Wikipedia:Bots/Requests for approval/CopyvioHelperBot

The following discussion is an archived debate. Please do not modify it. Subsequent comments should be made in a new section. The result of the discussion was

Request Expired.

CopyvioHelperBot

Operator: Chris is me

Automatic or Manually Assisted: Entirely manual

Programming Language(s):perl

Function Summary: Finds in-article copyvios and notifies operator.

Edit period(s) (e.g. Continuous, daily, one time run): No actual editing, any edits under the account are done by the operator at the request of the script.

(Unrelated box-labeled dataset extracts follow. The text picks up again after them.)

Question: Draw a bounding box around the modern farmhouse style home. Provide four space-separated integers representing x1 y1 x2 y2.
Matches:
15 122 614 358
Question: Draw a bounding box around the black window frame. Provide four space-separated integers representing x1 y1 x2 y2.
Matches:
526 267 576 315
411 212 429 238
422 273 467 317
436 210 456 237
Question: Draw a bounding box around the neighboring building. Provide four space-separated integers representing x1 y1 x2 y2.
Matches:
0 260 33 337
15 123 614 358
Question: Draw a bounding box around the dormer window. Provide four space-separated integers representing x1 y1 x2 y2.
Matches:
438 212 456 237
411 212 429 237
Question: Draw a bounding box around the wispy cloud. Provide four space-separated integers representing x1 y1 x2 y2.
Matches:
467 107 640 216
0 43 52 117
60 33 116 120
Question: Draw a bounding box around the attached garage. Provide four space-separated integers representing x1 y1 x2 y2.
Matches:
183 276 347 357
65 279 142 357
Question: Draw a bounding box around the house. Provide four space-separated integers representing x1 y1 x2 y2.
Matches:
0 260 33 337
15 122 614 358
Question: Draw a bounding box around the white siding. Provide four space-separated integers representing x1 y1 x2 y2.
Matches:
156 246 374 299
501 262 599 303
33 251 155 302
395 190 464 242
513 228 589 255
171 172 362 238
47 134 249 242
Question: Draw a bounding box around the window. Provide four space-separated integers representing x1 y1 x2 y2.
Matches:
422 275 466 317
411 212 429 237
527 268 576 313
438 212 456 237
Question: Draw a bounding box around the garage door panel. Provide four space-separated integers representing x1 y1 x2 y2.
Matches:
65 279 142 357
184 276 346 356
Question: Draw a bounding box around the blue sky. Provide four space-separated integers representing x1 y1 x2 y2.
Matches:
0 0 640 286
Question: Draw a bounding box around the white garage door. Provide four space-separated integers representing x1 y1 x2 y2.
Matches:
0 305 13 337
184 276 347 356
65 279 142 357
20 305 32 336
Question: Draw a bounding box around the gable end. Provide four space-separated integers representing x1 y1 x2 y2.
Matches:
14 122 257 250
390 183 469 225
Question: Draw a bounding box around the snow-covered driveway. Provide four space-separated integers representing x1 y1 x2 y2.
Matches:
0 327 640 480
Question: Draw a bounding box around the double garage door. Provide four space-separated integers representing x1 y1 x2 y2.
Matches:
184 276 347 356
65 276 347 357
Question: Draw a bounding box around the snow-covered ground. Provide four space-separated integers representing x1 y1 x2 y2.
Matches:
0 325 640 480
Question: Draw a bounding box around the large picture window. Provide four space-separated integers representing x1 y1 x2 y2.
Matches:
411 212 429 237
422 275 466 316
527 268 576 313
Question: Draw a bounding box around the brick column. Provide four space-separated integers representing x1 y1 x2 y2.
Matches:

Edit rate requested: 1 edit per minute

Already has a bot flag (Y/N):No

Function Details: The script Googles the first 15 words of each paragrah and lists any matching URLs, excluding a whitelist of mirrors. The operator then checks to see which direction the copyvio is (if it is one at all) and makes approriate changes.

Discussion

Where does it get the list of pages to check for? Does it just iterate through all pages here? Thats a ton of requests. Also, Wikipedia:CP tends to backlogged already. On the other hand, it would be much more server hoggish that my second bot, and our caching and slaves do go a far way, and the data could be useful. Still, it would be nice if the bot only looked at non-stub smaller pages (the ones that aren't so active, which tend to have lifted text) or maybe focused more on patrolling new pages (from the log perhaps?) in real time for incoming copyright vios. Voice-of-All 18:24, 20 December 2006 (UTC)[reply]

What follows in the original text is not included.